Le parole di Moggi, oggi, al correire dello sport. Inquietanti a dir poco. Scudetto perso in albergo? Fateci il piacere. La sensazione è che Calciopoli non sia mai finita. Scandaloso quel “Mi sento con Andrea Agnelli”, vuol dire che il presidente della Juve è connivente con un radiato/condannato? A quanto pare sì.

“Il calcio resta la mia vita, anche se quello di oggi mi fa schifo. Anche volendo, non potrei starne fuori. Continuano a telefonarmi. Mi chiedono consigli. Dessi retta a tutti, oggi avrei più lavoro di prima. Chi mi chiama? Gli amici. Ne ho tanti ancora nel calcio. Ma resto vicino alla mia Juve. Con Andrea Agnelli mi sento spesso. E’ un ragazzo sveglio. E’ stato con noi 12 anni e ha imparato tutto. Lui lo sa bene che gli scudetti sono 36, tutti conquistati sul campo. Nessuno ha mai aiutato la Juve a vincere”. Così in una lunga intervista all’edizione odierna del Corriere dello Sport l’ex dg della Juventus Luciano Moggi.

Sulla lotta scudetto Moggi spiega: “Lo vince l’Inter alla grande. Conosco poco Spalletti, mi sembra un prete quando parla, ma hanno fatto una gran squadra. Hanno preso un centrale difensivo forte, uno in mezzo al campo che tira la linea, Nainggolan, e un campionissimo là davanti, quel Martinez. La Roma ha venduto certezze e comprato speranze. Il problema lì è che si fabbricano eroi in dieci minuti, vedi Kluivert. Il Napoli è da primi posti, ma non vedo come possa vincere. Ancelotti? Grande allenatore, non si discute, oltre che un ragazzo eccezionale, ma non può bastare”.
Sull’attuale tecnico azzurro e la sua esperienza alla Juve, Moggi dice: “Non aveva l’esperienza giusta e comunque fece due buoni campionati con noi.

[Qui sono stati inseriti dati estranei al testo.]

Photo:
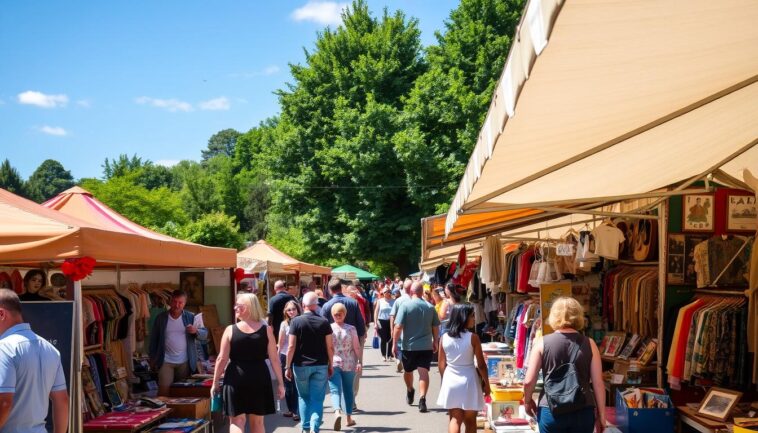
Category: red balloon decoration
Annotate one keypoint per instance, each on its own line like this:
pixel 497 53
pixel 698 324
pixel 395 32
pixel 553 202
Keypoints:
pixel 78 269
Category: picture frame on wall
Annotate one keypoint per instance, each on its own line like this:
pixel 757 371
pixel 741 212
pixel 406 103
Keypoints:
pixel 697 212
pixel 718 403
pixel 741 213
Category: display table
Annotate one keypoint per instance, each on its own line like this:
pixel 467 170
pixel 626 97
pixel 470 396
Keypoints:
pixel 689 417
pixel 125 422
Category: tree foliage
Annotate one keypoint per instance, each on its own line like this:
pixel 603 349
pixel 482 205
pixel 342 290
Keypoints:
pixel 48 180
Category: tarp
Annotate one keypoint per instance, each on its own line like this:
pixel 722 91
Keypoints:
pixel 31 233
pixel 358 272
pixel 262 256
pixel 605 100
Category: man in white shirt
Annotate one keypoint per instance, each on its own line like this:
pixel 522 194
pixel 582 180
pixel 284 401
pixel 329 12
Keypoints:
pixel 172 343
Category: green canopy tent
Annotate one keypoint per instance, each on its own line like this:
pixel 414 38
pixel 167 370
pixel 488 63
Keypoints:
pixel 350 272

Ci hanno sfilato due scudetti, il primo anno con Collina e il diluvio di Perugia, il secondo quando fu permesso alla Roma di schierare Nakata contro di noi a Torino, poi decisivo. Presi Lippi al suo posto? E’ stata la sua fortuna. La svolta della sua vita. Stava andando a firmare a Parma con una squadra turca. Mi telefonò Berlusconi e mi chiese referenze. Ne parlai benissimo. Mi disse: “Chiamalo e mandalo da me”.

Dal Milan in poi Carlo ha allenato solo grandi club”. La società non lo difese quando i tifosi gli davano del maiale? “Parlai con i tifosi e dissi: “Ancelotti è un maiale? Allora sappiate che per la prima volta un maiale andrà in panchina, perché Ancelotti sarà l’allenatore della Juventus”. Poi, chiaro, alle prime sconfitte la cosa tornò fuori”.